Uno dei temi su cui maggiormente si dibatte in questi ultimi giorni è la necessità di riformare la professione in modo da renderla più attraente per i giovani: sicuramente possono essere prese misure e provvedimenti per rendere più appetibile la carriera di Dottore Commercialista ed Esperto Contabile, ma spesso mi chiedo quanta di questa disaffezione alla Professione sia (in parte) imputabile a noi stessi.
A voler esaminare i “numeri” della Professione, dal Covid in poi, possiamo tranquillamente desumere che il nostro apporto al sistema economico sia positivo: fatturato in crescita, numero di iscritti in aumento, redditi in controtendenza rispetto ad altri Ordini giuridico-economici e via discorrendo.
Il confronto poi con altri operatori a noi paragonabili, su tutti le Professioni Giuridiche, appare confortante: laddove gli iscritti di altri Ordini calano, in alcuni casi anche vistosamente, e fatturato e reddito segnano il passo, noi tutto sommato siamo usciti abbastanza indenni da un periodo non certo facile e prospero.
La domanda sorge spontanea: per quale ragione una professione “resiliente” come la nostra non riesce ad attrarre i giovani laureati o diplomati i quali scelgono carriere non meno impegnative ma forse meno promettenti? I vari malanni del fisco che ci affliggono e i ritmi di lavoro faticosi e stressanti sono un flagello degli ultimi anni oppure tormentano il popolo dei Commercialisti dall’Alba dei Tempi?
Onestamente fatico a immaginare che vent’anni fa il nostro Fisco fosse un modello di efficienza e di chiarezza, che i nostri Colleghi finissero la dura giornata di lavoro alle 5 del pomeriggio, che i clienti pagassero senza indugio le nostre spettanze e vi fosse una sorta di età dell’Eden adesso irrimediabilmente tramontata.

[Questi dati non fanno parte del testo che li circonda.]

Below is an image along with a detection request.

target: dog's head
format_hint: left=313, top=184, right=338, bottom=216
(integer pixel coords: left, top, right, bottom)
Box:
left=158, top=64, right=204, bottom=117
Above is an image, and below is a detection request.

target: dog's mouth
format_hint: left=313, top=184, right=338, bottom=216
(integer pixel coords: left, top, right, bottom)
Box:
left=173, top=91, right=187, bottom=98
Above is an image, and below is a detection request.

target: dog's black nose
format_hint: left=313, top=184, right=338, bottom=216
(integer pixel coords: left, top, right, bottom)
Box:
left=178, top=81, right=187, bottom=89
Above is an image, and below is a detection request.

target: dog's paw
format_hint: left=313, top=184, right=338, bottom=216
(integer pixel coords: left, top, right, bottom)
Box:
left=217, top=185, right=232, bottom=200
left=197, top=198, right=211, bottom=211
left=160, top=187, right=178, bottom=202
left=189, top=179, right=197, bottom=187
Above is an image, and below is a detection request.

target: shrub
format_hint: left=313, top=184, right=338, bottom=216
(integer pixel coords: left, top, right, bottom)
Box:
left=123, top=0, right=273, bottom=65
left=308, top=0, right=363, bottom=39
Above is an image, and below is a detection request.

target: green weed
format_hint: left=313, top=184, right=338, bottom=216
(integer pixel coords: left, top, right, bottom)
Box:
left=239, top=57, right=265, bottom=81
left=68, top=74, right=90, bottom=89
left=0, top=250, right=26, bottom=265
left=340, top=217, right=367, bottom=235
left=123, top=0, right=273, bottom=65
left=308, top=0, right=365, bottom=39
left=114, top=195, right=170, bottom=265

Credo che la durata del Tirocinio, la difficoltà dell’accesso alla Professione ed il fatto che i redditi nei primi anni di praticantato e di professione c’entrino fino a un certo punto.

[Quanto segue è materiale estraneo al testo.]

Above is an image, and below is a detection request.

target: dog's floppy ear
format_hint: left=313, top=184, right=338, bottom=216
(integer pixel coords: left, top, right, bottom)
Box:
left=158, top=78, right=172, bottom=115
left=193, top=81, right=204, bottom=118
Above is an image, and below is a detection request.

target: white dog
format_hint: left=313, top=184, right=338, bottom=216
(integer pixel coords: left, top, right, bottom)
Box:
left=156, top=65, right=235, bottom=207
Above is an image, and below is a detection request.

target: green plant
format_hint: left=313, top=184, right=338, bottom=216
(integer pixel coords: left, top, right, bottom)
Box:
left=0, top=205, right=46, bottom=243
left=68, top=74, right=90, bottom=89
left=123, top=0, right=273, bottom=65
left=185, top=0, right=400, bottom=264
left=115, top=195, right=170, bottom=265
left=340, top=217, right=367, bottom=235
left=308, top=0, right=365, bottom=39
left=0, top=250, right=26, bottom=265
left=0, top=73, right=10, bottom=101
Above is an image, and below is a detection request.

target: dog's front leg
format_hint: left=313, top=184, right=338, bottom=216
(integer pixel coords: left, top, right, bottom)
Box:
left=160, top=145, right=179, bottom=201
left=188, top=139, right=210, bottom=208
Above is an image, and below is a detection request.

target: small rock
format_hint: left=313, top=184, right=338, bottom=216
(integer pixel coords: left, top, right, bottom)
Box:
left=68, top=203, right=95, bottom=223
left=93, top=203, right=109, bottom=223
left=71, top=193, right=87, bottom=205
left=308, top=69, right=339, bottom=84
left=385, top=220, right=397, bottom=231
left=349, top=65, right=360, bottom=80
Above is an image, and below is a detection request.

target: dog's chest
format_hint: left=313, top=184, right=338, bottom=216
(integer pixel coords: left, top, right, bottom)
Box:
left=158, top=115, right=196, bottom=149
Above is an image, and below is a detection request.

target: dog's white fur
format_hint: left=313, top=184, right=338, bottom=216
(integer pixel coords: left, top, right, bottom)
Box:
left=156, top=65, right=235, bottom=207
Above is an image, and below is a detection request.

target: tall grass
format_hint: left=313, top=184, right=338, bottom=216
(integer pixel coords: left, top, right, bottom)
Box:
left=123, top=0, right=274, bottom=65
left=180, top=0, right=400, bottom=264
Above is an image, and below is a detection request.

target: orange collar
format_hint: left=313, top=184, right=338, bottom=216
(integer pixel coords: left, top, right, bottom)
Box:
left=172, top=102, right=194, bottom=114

Parlando con gli studenti tra i banchi dell’Università e chiedendo loro se abbiano mai valutato di intraprendere questa carriera spesso mi sento rispondere che è un lavoro durissimo, con difficoltà di ogni genere, dove le soddisfazioni economiche non arrivano mai (anche se sarebbe più corretto dire che non arrivano subito) e via discorrendo.
Credo che sia a livello Ordinistico, iniziando dai banchi delle scuole, dovremmo incontrare i nostri giovani e spiegare loro che cosa sia la nostra professione oggi: una professione moderna, avvincente, con mille sbocchi e mille spazi che continuamente si aprono a chi sappia e voglia cogliere le opportunità di un mercato vivacissimo (pensiamo all’IA e ai temi tecnologici, solo per fare un esempio).
Dovremmo spiegare ai giovani che le imprese e gli imprenditori sanno benissimo quanto serva un professionista di formazione economica per competere su tutti i mercati e in tutti i settori. Dovremmo spiegare che il trait d’union tra aziende e fisco, tra aziende e istituti di credito, tra aziende e stakeholder siamo noi e che questo ruolo farà di noi i protagonisti del futuro e di questo nostro incredibile sistema industriale e produttivo.
Credo anche che noi potremmo e dovremmo, come singoli e nel nostro piccolo, raccontare la Professione per quello che è realmente. Dura e faticosa, ma anche divertente e gratificante, impegnativa ma mai monotona, protagonista e mai comparsa nel mondo di chi fa impresa.
Se posso aggiungere un ultimo suggerimento, dovremmo anche spiegare ai nostri giovani che nella vita e nel lavoro certamente un traguardo economico gratificante fa piacere (ci mancherebbe!) ma non è solo per i soldi che moltissimi di noi si precipitano al mattino in studio ad affiancare imprenditori e aziende.
C’è dell’altro che ci spinge: l’orgoglio di far parte della Professione, la soddisfazione di contribuire al progresso del nostro Paese, l’esultanza di vedere un lavoro che pareva impossibile portato a termine con competenza e rigore e la felicità di constatare che siamo assolutamente e indissolubilmente i protagonisti del nostro futuro.
Iniziamo anche noi a lasciare da parte le nostre pur comprensibili lamentele e a descrivere la nostra Professione per quello che è veramente e, sono pronto a scommetterci, le nuove leve non tarderanno a portare alla Segreteria dell’Ordine le domande di Tirocinio.